Love is a many-splendored thing, especially when you’re gawking at it from the outside. In this column, we’ll be examining the celebrity couples that give us hope for our own romantic futures and trying to learn what we can from their well-documented bonds.
With the exception of the rare Oscars night out, John Mulaney and Olivia Munn don’t seem to spend a ton of time at red-carpet events—which made their appearance at Vogue World: Paris on Sunday (both in sleek Hermès) feel particularly special.
This, of course, is a couple that has long attracted public scrutiny: It made me deeply uncomfortable when Mulaney, my favorite comedian (white-cishet-male division, that is) and Munn, his partner of three-plus years now, were the target of weird, parasocial shaming for getting together and announcing they were expecting a baby in 2021, not long after Mulaney’s stint in rehab and split from his ex-wife Anna Marie Tendler.
Of course, for most couples divorce isn’t necessarily good news, and in an ideal world we’d all let the perfect amount of respectful grieving time elapse before embarking on new relationships. But in the actual world? People get together! They have babies! (They even spark marriage rumors!)
With Mulaney and Munn now raising a beautiful toddler named Malcolm—and navigating Munn’s recent breast cancer diagnosis—à deux, I feel justified in being obsessed with their relationship, especially because of how little I actually know about it. (We love a celeb-for-celeb pair that keeps things elegantly private!) It’s made what small glimpses Munn has offered into their private life, such as an adorable Instagram photo dump of the family to celebrate Mulaney’s Emmy win in January, feel distinctly sweet. And if I weren’t already a dyed-in-the-wool Mulaney/Munn stan, the following quote from Mulaney—provided to Vogue’s senior wellnes and beauty editor, Margaux Anbouba, in May—would have done me in: “Olivia and I have been through a lot of things together in the past couple years. Just side-by-side, supporting each other through anything. And as her guy, I felt both scared and protective. Even with Malcolm in her lap and me there holding her hand, she was going to be physically fighting this disease alone.”

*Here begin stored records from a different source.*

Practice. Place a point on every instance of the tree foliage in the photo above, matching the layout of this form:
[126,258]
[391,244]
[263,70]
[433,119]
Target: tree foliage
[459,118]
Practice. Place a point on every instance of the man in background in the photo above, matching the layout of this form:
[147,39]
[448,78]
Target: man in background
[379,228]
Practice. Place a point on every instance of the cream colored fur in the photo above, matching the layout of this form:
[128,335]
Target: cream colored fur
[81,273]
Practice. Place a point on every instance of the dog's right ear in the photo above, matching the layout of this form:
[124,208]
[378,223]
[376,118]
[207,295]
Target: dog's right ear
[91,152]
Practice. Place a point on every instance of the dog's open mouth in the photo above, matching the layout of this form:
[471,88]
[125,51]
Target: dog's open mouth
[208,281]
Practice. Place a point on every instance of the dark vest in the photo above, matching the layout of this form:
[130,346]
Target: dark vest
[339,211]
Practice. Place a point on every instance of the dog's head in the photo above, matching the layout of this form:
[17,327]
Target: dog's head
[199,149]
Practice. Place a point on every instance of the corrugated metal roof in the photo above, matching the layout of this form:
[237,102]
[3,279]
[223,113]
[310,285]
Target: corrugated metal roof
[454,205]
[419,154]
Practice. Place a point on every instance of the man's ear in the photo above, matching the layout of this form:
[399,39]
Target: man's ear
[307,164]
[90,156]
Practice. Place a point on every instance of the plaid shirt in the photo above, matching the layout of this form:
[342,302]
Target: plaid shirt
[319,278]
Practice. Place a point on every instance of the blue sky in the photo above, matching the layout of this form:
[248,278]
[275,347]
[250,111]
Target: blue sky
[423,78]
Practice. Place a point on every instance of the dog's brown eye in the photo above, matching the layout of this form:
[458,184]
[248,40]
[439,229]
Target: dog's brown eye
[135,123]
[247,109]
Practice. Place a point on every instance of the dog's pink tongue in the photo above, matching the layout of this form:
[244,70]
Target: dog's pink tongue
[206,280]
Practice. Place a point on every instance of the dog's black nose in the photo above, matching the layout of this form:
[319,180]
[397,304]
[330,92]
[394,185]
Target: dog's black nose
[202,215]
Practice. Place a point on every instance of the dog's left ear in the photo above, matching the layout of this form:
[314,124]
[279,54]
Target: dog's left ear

It’s not that I’m bowled over by Mulaney’s support for and dedication to Munn, per se; that should be the bare minimum for anyone whose partner is dealing with something as difficult and potentially traumatic as cancer, though some people have been known to operate differently. What really has me plotzing is Mulaney’s description of himself as “her guy”; it’s so casual yet intensely romantic, like something you could see Mr. Darcy from Pride and Prejudice saying if he happened to be a mid-40s Los Angeles comedian instead of a wealthy, aloof Regency bachelor.